During her time as a secretary, mother had the opportunity to travel the State of Michigan with federal attorneys who were purchasing farmland which had previously been forested with white pine trees. The fanned-out land was being sold during the Depression. She spoke of this experience, using her secretarial skills, as the happiest time of her life.

Mother married our father, Clarence Millard Sharpe, in 1932. He wasn’t of Finnish heritage, so my brother and I had only a limited connection with Finnish culture during our upbringing. Mother was fluent in the Finnish language but we were not taught Finnish. Mother did continue the Finnish-American custom of making delicious pasties, a meat pie, adapted from the Cornish people in the Upper Peninsula.

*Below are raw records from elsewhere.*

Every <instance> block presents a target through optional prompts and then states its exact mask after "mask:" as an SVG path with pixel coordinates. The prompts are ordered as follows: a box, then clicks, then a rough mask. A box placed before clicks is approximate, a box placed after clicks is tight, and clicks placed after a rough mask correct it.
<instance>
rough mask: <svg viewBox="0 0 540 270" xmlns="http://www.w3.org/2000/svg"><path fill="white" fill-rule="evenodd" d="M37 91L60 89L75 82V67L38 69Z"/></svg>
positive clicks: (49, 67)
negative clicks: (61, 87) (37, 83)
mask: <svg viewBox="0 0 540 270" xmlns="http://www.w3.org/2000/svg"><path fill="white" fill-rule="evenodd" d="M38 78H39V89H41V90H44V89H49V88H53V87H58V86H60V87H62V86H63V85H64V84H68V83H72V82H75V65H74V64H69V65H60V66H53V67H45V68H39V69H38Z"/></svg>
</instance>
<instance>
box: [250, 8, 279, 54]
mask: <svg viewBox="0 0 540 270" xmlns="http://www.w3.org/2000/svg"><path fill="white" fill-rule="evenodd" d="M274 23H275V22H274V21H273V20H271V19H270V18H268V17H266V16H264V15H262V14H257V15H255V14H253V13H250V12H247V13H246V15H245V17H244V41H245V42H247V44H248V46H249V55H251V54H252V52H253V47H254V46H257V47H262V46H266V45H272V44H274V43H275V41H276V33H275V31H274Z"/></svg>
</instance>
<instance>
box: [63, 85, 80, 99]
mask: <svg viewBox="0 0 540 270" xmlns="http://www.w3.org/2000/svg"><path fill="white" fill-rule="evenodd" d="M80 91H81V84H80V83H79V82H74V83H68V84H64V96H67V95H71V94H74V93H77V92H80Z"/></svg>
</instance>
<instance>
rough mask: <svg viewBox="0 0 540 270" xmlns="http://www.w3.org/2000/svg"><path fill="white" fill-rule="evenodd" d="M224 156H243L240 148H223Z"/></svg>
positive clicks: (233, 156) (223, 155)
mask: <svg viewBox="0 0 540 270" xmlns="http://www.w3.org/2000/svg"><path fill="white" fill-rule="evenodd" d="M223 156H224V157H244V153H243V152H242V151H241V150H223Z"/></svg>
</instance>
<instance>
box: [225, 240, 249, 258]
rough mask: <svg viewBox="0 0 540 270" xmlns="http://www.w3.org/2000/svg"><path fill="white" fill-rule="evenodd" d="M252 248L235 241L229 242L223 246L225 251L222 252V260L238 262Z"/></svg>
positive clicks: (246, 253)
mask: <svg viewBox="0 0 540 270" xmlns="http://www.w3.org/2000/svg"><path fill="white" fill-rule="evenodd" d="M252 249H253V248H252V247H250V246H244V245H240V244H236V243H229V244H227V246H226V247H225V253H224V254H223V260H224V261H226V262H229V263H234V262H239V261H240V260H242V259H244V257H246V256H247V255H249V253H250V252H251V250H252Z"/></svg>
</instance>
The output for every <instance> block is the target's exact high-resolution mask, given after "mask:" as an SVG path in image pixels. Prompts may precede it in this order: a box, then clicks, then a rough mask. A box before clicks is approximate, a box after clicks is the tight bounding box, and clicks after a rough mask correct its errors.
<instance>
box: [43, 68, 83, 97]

Contacts with our Finnish relatives was occasional, but offered an opportunity to hear the Finnish language spoken.

Mother worked in my father’s music business. She selected the records for each location and typed the labels used in the record machines. Father was away a lot and mother enjoyed her pastime, reading. Mother found great pleasure in being spirited away through reading and her imagination. She believed in “automatic writing,” and spent many hours attempting communication with lost relatives and friends.

She never learned to drive a car although efforts were made to provide instruction. Mother wrote a book about her early life experiences, and repeatedly tried to have it published, but was unsuccessful. Several copies were printed for her by the family.

My mother, Ruth Viola Hyry Sharpe, was a kind and gentle lady loved by all who knew her. She passed away in her 89th year of life in southeastern Michigan.